Le film est précédé d’un court module dans lequel William Castle introduit son film et le mode opératoire du vote. L’irruption du cinéaste dans son propre film n’est pas sans évoquer Alfred Hitchcock alors encore en pleine gloire.

Par ailleurs, on peut penser que l’interruption du film pour le vote s’inscrit bien dans l’air du temps, lorsque l’exploitation en salle passait par un entracte pour vendre des friandises et boissons, pratique qui sans avoir totalement disparue est néanmoins en très forte régression dans la pratique actuelle.

La télé réalité actuelle n’a rien inventé, jusque et y compris dans ses trucages et manipulations puisque manipulation du spectateur il y a.

(…)

ATTENTION, DANS LES LIGNES QUI SUIVENT NOUS DEVOILONS LE « TRUC ». A NE PAS LIRE SI VOUS VOULEZ CONSERVER LA SURPRISE DE MR SARDONICUS

(…)

Le truc du vote est un mirage puisqu’en réalité – ou du moins dans la version projetée à offscreen -, il n’y a qu’une seule fin, celle de la mort de Mr Sardonicus. Le vote est donc truqué : quel que soit le nombre de « thumbs up », l’animateur répondra invariablement que le décompte donne la mise à mort gagnante. L’interaction ne relève donc pas du choix réel du spectateur mais de l’impression qui lui est donnée qu’il dispose d’un choix. Le 7e art est bel et bien l’art de l’illusion !

En ces temps où la mode est aux montages ou conclusions alternatifs, il faudra donc encore longtemps avant de voir abandonner les recherches des collectionneurs avides de retrouver l’épilogue épargnant Sardonicus.

Mais après tout, ne sommes-nous pas dès l’abord prévenu par le titre même du film : « Monsieur Sardonique », dont le sourire en coin réfère d’ailleurs tout autant à ce vieux margoulin de William Castle, et à son introduction hitchckockienne qui nous met sur la voie du bon tour qu’il entend nous jouer ? Après tout, on ne nous demande pas de juger Sardonique mais de voter sa punition (l’explicite « punishement poll »). Bien vu William.

D’autres sources indiquent cependant qu’une fin heureuse aurait quand même été tournée, à la demande de la production et une fois le premier montage (avec punition du monstre) terminé et que c’est cette demande qui aurait donné l’idée à Castle de donner le choix aux spectateurs. Le happy end existerait alors bel et bien mais n’aurait pratiquement pas été montré.

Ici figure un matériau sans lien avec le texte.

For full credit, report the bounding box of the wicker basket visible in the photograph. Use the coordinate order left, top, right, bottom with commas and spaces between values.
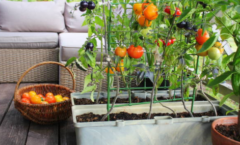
14, 61, 75, 124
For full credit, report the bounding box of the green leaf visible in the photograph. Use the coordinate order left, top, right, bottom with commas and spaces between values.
197, 35, 219, 53
226, 110, 236, 115
95, 16, 104, 27
207, 71, 235, 87
90, 91, 94, 102
75, 59, 87, 71
86, 52, 96, 68
212, 85, 219, 96
178, 8, 196, 22
78, 49, 85, 56
65, 57, 77, 66
219, 92, 234, 107
200, 69, 209, 78
88, 26, 92, 37
83, 74, 92, 88
81, 85, 97, 94
82, 19, 87, 26
235, 5, 240, 14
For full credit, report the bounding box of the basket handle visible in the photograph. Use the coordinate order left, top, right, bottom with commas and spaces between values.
14, 61, 75, 96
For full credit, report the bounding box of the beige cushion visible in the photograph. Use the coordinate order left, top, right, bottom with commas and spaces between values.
0, 32, 58, 49
0, 1, 65, 32
59, 33, 105, 61
64, 2, 88, 33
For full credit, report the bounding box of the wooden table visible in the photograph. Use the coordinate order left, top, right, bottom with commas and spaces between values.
0, 83, 76, 145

En mars 2009, le film a été présenté à Bruxelles à la deuxième édition du Festival Offscreen, dans le cadre d’un module consacré au cinéma interactif. Le punishement poll y a bel et bien livré son verdict, condamnant une fois de plus Sardonicus… même si un vrai décompte des voix lui aurait peut-être épargné la vie. Le sadisme réside donc tout autant dans la manipulation des votes ou du moins de la communication du résultat. Le cinéma est affaire de point de vue, ce qui implique la maîtrise de la communication… Et William Castle de rester dans ce domaine roi en son château !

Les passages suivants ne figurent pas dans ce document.